В бешенстве хрипит Паскуаль:
— Недолго же тебе гордиться! Как то, что я верю в бога, как то, что живу и хожу по земле, — клянусь всем, что мне свято, я его устраню! Сотни людей ввергает он в горе и отчаяние. Пороком заразил всю страну. Но я избавлю мир от этого чудовища! Я убью его!
Ужас на лице Марии сменяется легкой насмешливостью:
— Ты?..
— А, ты считаешь меня трусом? — Гордость Паскуаля возмущена. — Думаешь, у меня не хватит смелости уничтожить его?
Мария берет брата за руку.
— Ты не должен вредить ему, Паскуаль. Этим ты больше всего повредишь мне.
Паскуаль молчит, потупившись.
— Обвиняю в ереси…
У Паскуаля внезапно пересохло в горле, он не может продолжать.
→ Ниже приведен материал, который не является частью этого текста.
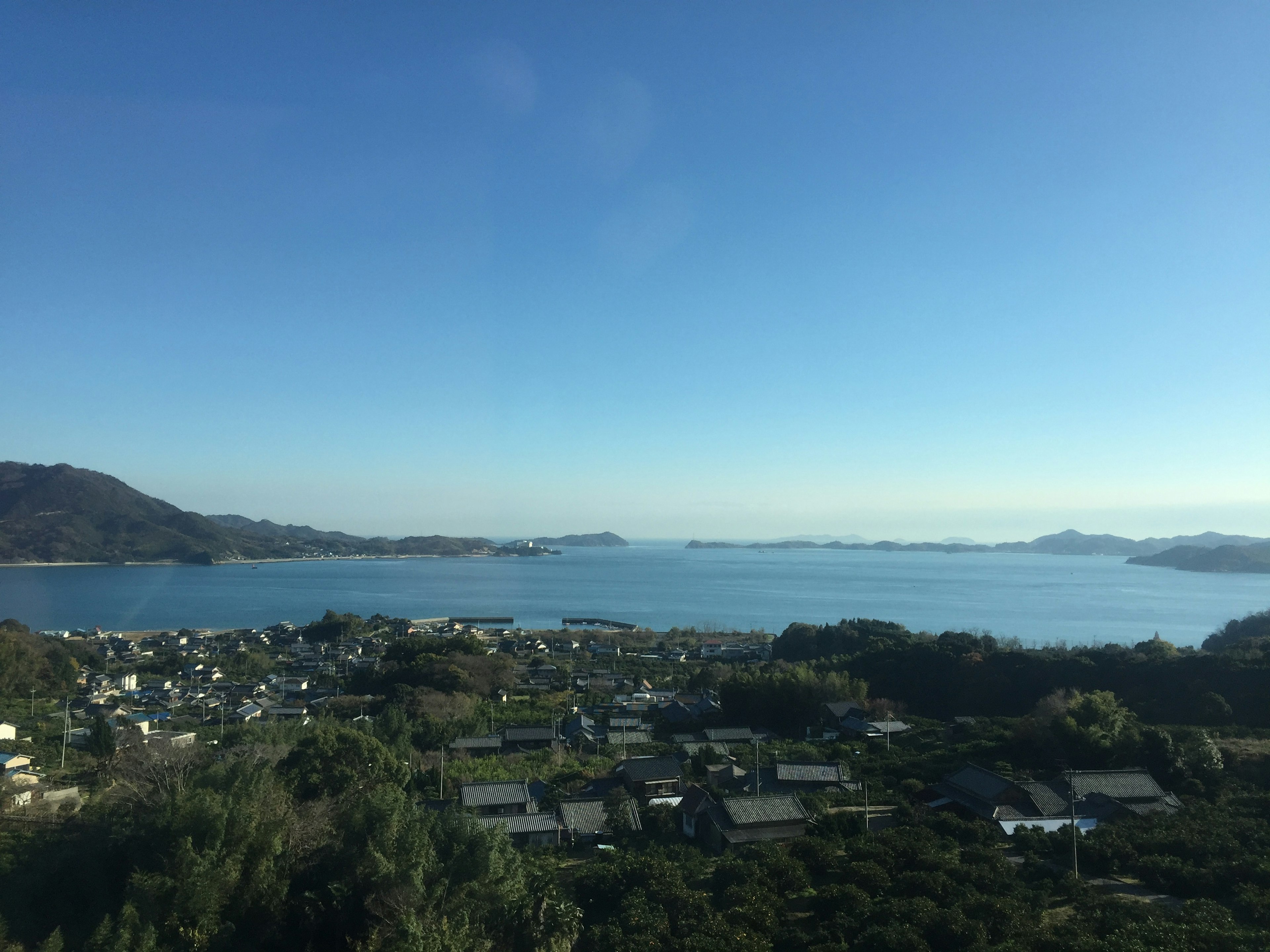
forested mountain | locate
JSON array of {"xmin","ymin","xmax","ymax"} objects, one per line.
[
  {"xmin": 0, "ymin": 462, "xmax": 510, "ymax": 565},
  {"xmin": 533, "ymin": 532, "xmax": 630, "ymax": 548},
  {"xmin": 207, "ymin": 515, "xmax": 364, "ymax": 542},
  {"xmin": 1129, "ymin": 542, "xmax": 1270, "ymax": 573},
  {"xmin": 0, "ymin": 462, "xmax": 287, "ymax": 562},
  {"xmin": 685, "ymin": 529, "xmax": 1270, "ymax": 571}
]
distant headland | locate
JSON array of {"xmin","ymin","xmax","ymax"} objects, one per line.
[
  {"xmin": 685, "ymin": 529, "xmax": 1270, "ymax": 573},
  {"xmin": 0, "ymin": 462, "xmax": 627, "ymax": 565}
]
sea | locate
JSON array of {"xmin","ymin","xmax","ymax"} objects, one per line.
[{"xmin": 0, "ymin": 541, "xmax": 1270, "ymax": 646}]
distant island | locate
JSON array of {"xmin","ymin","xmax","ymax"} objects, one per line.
[
  {"xmin": 685, "ymin": 529, "xmax": 1270, "ymax": 573},
  {"xmin": 533, "ymin": 532, "xmax": 630, "ymax": 548},
  {"xmin": 0, "ymin": 462, "xmax": 550, "ymax": 565},
  {"xmin": 1128, "ymin": 542, "xmax": 1270, "ymax": 573}
]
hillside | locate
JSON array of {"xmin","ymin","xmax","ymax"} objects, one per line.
[
  {"xmin": 685, "ymin": 529, "xmax": 1270, "ymax": 571},
  {"xmin": 0, "ymin": 462, "xmax": 287, "ymax": 562},
  {"xmin": 1128, "ymin": 542, "xmax": 1270, "ymax": 573},
  {"xmin": 533, "ymin": 532, "xmax": 630, "ymax": 548},
  {"xmin": 0, "ymin": 462, "xmax": 513, "ymax": 565},
  {"xmin": 207, "ymin": 515, "xmax": 366, "ymax": 542}
]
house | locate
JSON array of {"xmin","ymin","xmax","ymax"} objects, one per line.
[
  {"xmin": 477, "ymin": 812, "xmax": 560, "ymax": 847},
  {"xmin": 146, "ymin": 731, "xmax": 197, "ymax": 749},
  {"xmin": 449, "ymin": 734, "xmax": 503, "ymax": 754},
  {"xmin": 498, "ymin": 724, "xmax": 556, "ymax": 750},
  {"xmin": 742, "ymin": 760, "xmax": 860, "ymax": 793},
  {"xmin": 614, "ymin": 757, "xmax": 683, "ymax": 802},
  {"xmin": 678, "ymin": 784, "xmax": 812, "ymax": 853},
  {"xmin": 266, "ymin": 704, "xmax": 309, "ymax": 725},
  {"xmin": 558, "ymin": 797, "xmax": 643, "ymax": 843},
  {"xmin": 821, "ymin": 701, "xmax": 869, "ymax": 727},
  {"xmin": 841, "ymin": 716, "xmax": 912, "ymax": 740},
  {"xmin": 922, "ymin": 764, "xmax": 1181, "ymax": 837},
  {"xmin": 458, "ymin": 781, "xmax": 538, "ymax": 816},
  {"xmin": 0, "ymin": 753, "xmax": 30, "ymax": 773}
]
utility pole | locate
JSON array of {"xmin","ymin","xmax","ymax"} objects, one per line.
[
  {"xmin": 1067, "ymin": 769, "xmax": 1081, "ymax": 880},
  {"xmin": 754, "ymin": 737, "xmax": 761, "ymax": 797},
  {"xmin": 62, "ymin": 694, "xmax": 71, "ymax": 771}
]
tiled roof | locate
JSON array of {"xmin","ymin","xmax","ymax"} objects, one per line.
[
  {"xmin": 723, "ymin": 796, "xmax": 808, "ymax": 826},
  {"xmin": 458, "ymin": 781, "xmax": 531, "ymax": 806},
  {"xmin": 723, "ymin": 822, "xmax": 806, "ymax": 843},
  {"xmin": 606, "ymin": 729, "xmax": 653, "ymax": 746},
  {"xmin": 1019, "ymin": 781, "xmax": 1071, "ymax": 816},
  {"xmin": 1054, "ymin": 771, "xmax": 1164, "ymax": 800},
  {"xmin": 944, "ymin": 764, "xmax": 1011, "ymax": 800},
  {"xmin": 449, "ymin": 737, "xmax": 503, "ymax": 750},
  {"xmin": 615, "ymin": 757, "xmax": 683, "ymax": 782},
  {"xmin": 476, "ymin": 813, "xmax": 560, "ymax": 833},
  {"xmin": 499, "ymin": 726, "xmax": 555, "ymax": 744},
  {"xmin": 869, "ymin": 721, "xmax": 909, "ymax": 734},
  {"xmin": 560, "ymin": 800, "xmax": 640, "ymax": 834},
  {"xmin": 826, "ymin": 701, "xmax": 864, "ymax": 718},
  {"xmin": 679, "ymin": 783, "xmax": 714, "ymax": 816},
  {"xmin": 702, "ymin": 727, "xmax": 754, "ymax": 741},
  {"xmin": 776, "ymin": 760, "xmax": 846, "ymax": 783}
]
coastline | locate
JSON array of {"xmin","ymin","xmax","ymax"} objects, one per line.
[{"xmin": 0, "ymin": 552, "xmax": 480, "ymax": 569}]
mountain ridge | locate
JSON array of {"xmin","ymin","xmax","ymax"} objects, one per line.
[
  {"xmin": 0, "ymin": 461, "xmax": 521, "ymax": 565},
  {"xmin": 685, "ymin": 529, "xmax": 1270, "ymax": 571}
]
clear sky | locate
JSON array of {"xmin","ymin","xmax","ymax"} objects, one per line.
[{"xmin": 0, "ymin": 3, "xmax": 1270, "ymax": 541}]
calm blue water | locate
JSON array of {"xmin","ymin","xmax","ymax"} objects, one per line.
[{"xmin": 0, "ymin": 542, "xmax": 1270, "ymax": 645}]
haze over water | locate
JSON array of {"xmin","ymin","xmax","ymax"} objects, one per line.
[{"xmin": 0, "ymin": 541, "xmax": 1270, "ymax": 646}]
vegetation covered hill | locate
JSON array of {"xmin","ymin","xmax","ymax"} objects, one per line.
[
  {"xmin": 685, "ymin": 529, "xmax": 1270, "ymax": 571},
  {"xmin": 0, "ymin": 462, "xmax": 294, "ymax": 562},
  {"xmin": 0, "ymin": 462, "xmax": 516, "ymax": 565},
  {"xmin": 207, "ymin": 515, "xmax": 364, "ymax": 542},
  {"xmin": 1129, "ymin": 543, "xmax": 1270, "ymax": 573},
  {"xmin": 533, "ymin": 532, "xmax": 630, "ymax": 548}
]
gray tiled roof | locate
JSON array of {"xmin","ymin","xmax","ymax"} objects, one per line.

Писарь инквизиции, зевая, ждет.
— Обвиняю графа Мигеля де Маньяра…
При этом имени писарь изумленно поднял голову — безразличие мигом слетело с него.
— Графа Маньяра?!
Ага, думает писарь, вот уже седьмой донос на Маньяру. Шесть доносов всесильный инквизитор положил под сукно. Не хочется ему ввязываться в это дело. Как-то поступит он с седьмым?
Попросив Паскуаля подождать, писарь поспешил к инквизитору.
Паскуаль сжимает ладонями лоб, покрывшийся холодным потом.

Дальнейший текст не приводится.